The down side is, I now have to edit its sequel, Charity MacCay and Holy Relations.  And I want to publish these two books within weeks of each other.  Buy hey, I’ll worry about that later.

You know why I finished my edits today?  Because I woke up this Sunday morning thinking about my failures, and one of them was the way I’ve allowed so many tasks and projects to drag out seemingly forever.  I mean, I wrote my Charity books before writing The Compass Master.  But in my usual insecure way, I kept feeling that they needed more edits, more historical research, more rewrites, more feedback.  Because nothing I write is ever quite GOOD ENOUGH!

So I got out of bed and did some daily stuff and by the afternoon I was sitting down with the final chapters of my hard copy and then I parked myself in front of my computer to insert the changes and I didn’t get up until I was FINISHED.
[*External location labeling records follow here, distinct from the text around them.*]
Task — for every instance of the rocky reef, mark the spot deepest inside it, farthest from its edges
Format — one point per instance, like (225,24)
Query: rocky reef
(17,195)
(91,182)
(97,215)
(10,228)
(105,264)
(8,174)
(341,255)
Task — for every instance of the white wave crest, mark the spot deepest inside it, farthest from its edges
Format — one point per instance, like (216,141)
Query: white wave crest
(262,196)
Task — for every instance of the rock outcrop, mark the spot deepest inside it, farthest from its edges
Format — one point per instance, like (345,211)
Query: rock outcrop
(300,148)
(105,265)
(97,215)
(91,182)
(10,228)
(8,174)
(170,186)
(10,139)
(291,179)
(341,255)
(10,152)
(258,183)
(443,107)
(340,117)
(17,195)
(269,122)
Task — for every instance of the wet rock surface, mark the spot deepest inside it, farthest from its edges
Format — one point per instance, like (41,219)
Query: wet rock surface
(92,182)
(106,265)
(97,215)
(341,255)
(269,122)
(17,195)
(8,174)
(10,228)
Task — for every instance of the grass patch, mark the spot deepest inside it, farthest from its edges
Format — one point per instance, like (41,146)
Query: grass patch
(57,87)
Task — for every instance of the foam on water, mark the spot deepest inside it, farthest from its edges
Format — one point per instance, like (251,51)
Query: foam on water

Did I get outside at all?  Oh, sure. I made a quick trip to the grocery store this evening where I wondered how all the money that had been in my wallet vanished even though I had no fun this weekend.  But that was okay, because I felt lighter and happier.  Doesn’t it feel great when you’re near the end of a long, scary dark tunnel and the bright light you see is not an oncoming train?

So my day ended okay, especially since it began by waking up to guilt and nasty little whispers of depression.  Does that happen to any of you?  Waking up, maybe from dreams you can’t remember, with nagging doubts and guilt and regrets or wondering what might have been or all the things you should have done.  And then the only way to feel better is to throw yourself into whatever is bugging you, and in the end the hard work is worth it.

Have a great week.  And sweet awakenings.